Gustav Brock
gustav at cactus.dk
Mon Feb 9 11:54:32 CST 2004
Hi Tim
That can be done by a query with a cartesian join.
First you need a table for multiplication, tbzFactor.
It has one Integer field, Factor.
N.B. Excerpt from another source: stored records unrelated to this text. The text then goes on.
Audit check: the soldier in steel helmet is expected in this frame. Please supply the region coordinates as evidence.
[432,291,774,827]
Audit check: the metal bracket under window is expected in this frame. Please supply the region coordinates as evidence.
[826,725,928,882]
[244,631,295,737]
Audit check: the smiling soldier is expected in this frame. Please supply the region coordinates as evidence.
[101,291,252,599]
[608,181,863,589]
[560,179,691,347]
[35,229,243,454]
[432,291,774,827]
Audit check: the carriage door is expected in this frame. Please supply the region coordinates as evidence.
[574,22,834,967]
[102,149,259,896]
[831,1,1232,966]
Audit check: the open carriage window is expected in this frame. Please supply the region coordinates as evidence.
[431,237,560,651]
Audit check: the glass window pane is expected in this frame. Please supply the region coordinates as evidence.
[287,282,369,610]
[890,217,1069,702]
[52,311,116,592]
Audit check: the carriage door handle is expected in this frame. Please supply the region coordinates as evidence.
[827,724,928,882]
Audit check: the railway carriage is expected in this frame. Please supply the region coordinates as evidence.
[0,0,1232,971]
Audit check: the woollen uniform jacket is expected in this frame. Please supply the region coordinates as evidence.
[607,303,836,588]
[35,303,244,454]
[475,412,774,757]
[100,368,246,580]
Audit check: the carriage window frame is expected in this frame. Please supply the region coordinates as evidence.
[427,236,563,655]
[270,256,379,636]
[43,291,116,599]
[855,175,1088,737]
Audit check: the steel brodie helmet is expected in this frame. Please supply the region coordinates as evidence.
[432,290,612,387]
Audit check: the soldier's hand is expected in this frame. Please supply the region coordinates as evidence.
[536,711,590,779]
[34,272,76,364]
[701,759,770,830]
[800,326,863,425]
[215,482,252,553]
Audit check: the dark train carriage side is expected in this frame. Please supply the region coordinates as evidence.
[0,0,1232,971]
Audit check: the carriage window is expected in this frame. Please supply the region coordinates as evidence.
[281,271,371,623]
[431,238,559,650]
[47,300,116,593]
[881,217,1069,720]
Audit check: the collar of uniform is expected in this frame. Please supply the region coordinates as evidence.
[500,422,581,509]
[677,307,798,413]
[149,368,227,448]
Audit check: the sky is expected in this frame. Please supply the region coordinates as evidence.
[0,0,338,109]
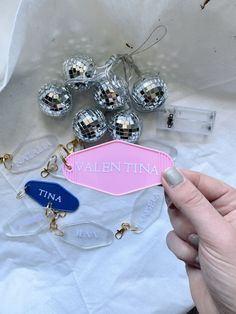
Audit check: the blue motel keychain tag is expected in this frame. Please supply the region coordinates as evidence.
[17,180,79,213]
[6,184,114,250]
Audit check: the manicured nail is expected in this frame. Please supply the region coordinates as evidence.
[188,233,199,248]
[165,192,172,207]
[163,167,184,187]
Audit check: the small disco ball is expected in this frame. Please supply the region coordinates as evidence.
[108,111,142,143]
[38,83,72,118]
[63,56,96,91]
[73,109,107,143]
[94,78,127,111]
[132,75,167,112]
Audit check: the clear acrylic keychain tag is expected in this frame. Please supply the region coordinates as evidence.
[3,208,114,250]
[60,222,114,250]
[3,180,114,249]
[115,186,165,240]
[0,135,58,174]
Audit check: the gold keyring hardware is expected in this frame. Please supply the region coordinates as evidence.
[57,144,72,170]
[115,222,138,240]
[0,154,13,170]
[41,155,58,178]
[45,202,66,237]
[66,138,85,154]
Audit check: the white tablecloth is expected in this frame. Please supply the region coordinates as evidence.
[0,0,236,314]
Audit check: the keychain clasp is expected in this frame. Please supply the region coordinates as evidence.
[57,144,72,170]
[115,222,138,240]
[0,154,13,170]
[41,155,58,178]
[45,202,66,237]
[66,138,85,154]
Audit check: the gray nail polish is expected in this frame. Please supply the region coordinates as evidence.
[188,233,199,248]
[165,192,172,207]
[163,167,184,187]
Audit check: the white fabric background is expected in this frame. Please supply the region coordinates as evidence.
[0,0,236,314]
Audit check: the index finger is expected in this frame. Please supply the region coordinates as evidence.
[181,169,236,202]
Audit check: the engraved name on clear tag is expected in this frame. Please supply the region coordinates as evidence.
[59,222,114,250]
[3,209,48,237]
[10,135,58,173]
[130,186,165,233]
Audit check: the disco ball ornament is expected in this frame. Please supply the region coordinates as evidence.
[108,111,142,143]
[63,56,96,91]
[73,109,107,143]
[38,83,72,118]
[94,77,127,111]
[132,75,167,112]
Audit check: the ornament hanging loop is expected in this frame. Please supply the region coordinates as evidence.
[129,25,167,56]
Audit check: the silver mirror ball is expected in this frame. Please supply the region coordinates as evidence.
[38,83,72,118]
[108,110,142,143]
[73,109,107,143]
[94,77,127,111]
[63,56,96,91]
[132,75,167,112]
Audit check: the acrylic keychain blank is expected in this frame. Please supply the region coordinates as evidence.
[3,187,165,250]
[0,135,58,174]
[3,180,114,249]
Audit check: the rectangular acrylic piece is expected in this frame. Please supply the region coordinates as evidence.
[157,106,216,135]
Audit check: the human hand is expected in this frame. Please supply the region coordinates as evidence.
[162,167,236,314]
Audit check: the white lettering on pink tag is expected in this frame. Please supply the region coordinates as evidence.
[63,141,173,195]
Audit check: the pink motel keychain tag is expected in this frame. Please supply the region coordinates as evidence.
[62,140,174,196]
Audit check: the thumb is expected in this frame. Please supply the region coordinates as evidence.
[162,167,227,241]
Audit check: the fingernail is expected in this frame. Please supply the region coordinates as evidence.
[188,233,199,248]
[165,192,172,207]
[163,167,184,187]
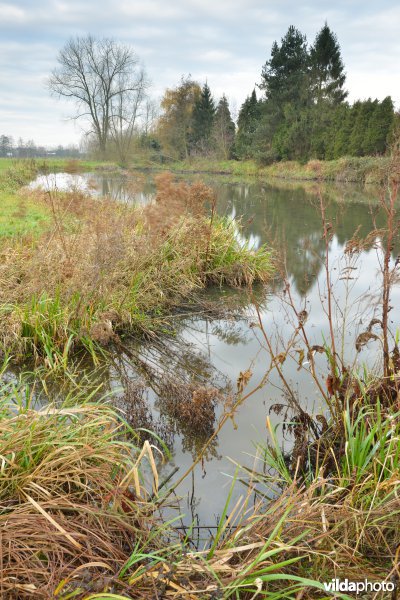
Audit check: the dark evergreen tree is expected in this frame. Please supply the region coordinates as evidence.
[347,98,378,156]
[260,25,309,110]
[310,23,348,104]
[191,83,216,154]
[235,90,261,158]
[213,94,235,159]
[363,96,394,154]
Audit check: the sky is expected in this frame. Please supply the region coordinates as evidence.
[0,0,400,147]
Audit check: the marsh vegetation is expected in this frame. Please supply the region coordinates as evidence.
[0,152,400,600]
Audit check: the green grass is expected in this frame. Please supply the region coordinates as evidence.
[0,191,49,238]
[0,158,49,238]
[132,156,390,184]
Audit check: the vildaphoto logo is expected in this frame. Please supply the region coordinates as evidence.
[324,579,395,594]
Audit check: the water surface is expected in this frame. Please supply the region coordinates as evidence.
[28,173,400,525]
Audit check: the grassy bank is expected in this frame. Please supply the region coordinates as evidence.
[0,372,342,600]
[0,364,400,600]
[0,166,272,369]
[133,157,390,185]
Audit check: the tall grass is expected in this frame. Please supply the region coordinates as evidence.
[0,169,272,370]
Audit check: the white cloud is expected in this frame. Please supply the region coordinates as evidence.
[0,0,400,143]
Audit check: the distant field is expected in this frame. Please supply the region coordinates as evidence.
[0,158,48,238]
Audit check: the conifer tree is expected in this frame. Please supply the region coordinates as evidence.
[213,94,235,160]
[260,25,308,109]
[191,82,216,154]
[236,90,260,158]
[348,98,378,156]
[310,23,347,104]
[363,96,394,154]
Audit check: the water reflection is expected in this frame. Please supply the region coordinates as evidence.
[28,173,400,524]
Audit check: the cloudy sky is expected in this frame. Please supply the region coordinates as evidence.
[0,0,400,146]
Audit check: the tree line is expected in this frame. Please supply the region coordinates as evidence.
[156,24,396,164]
[21,28,398,164]
[235,23,397,163]
[0,134,81,158]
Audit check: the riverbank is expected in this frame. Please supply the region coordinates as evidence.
[140,156,390,185]
[0,163,272,370]
[0,360,400,600]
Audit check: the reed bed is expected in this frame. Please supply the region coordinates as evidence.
[0,166,272,370]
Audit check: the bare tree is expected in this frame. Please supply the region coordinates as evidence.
[48,35,148,156]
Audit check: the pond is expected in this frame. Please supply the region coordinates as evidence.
[28,173,400,526]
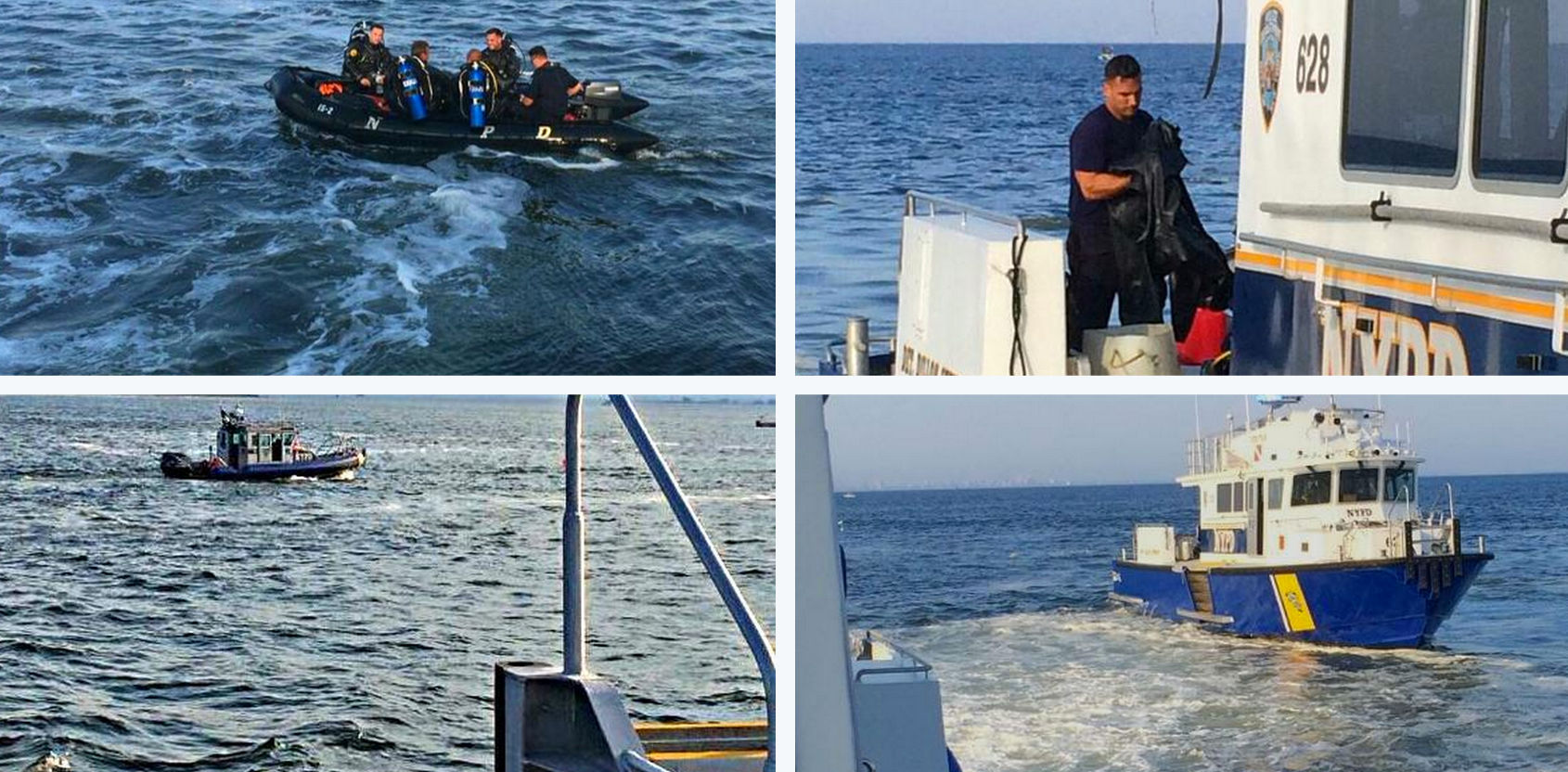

Fill it with values from 1 to 10 or
whatever your maximum number of weeks will be, say 100.
Then, all you need is this query to display your missing rows:
<SQL>
SELECT
tblWeeks.ItemNo,
tblWeeks.LotNo,
tblWeeks.SeqNo,
tblWeeks.Weeks,
tbzMultiply.Factor AS WkNo
FROM
tblWeeks,
tbzMultiply
WHERE
tbzMultiply.Factor < Weeks
AND
tblWeeks.WkNo = 0;
</SQL>
Note the no inner or outer join is specified.
To append the missing rows directly, turn the select query into an
append query:
<SQL>
INSERT INTO
tblWeeks (
ItemNo,
LotNo,
SeqNo,
Weeks,
WkNo )
SELECT
tblWeeks.ItemNo,
tblWeeks.LotNo,
tblWeeks.SeqNo,
tblWeeks.Weeks,
tbzMultiply.Factor AS WkNo
FROM
tblWeeks,
tbzMultiply
WHERE
tbzMultiply.Factor < Weeks
AND
tblWeeks.WkNo = 0;
</SQL>
To prevent multiple inserts from running the append query more than
once, add one unique index on all five fields of table tblWeeks.
/gustav
> I have a table with the following data:
> ItemNo LotNo SeqNo Weeks WkNo
> 2556 401 1 3 0
> 2556 401 2 3 0
> 2556 401 3 6 0
> What I need to do is to append records to the table so that the WkNo is
> filled in starting at 1 to Weeks-1. For example:
> ItemNo LotNo SeqNo Weeks WkNo
> 2556 401 1 3 0
> 2556 401 1 3 1
> 2556 401 1 3 2
> 2556 401 2 3 0
> 2556 401 2 3 1
> 2556 401 2 3 2
> 2556 401 3 6 0
> 2556 401 3 6 1
> 2556 401 3 6 2
> 2556 401 3 6 3
> 2556 401 3 6 4
> 2556 401 3 6 5
> What is the best way for this to be accomplished? I'm blank at the moment.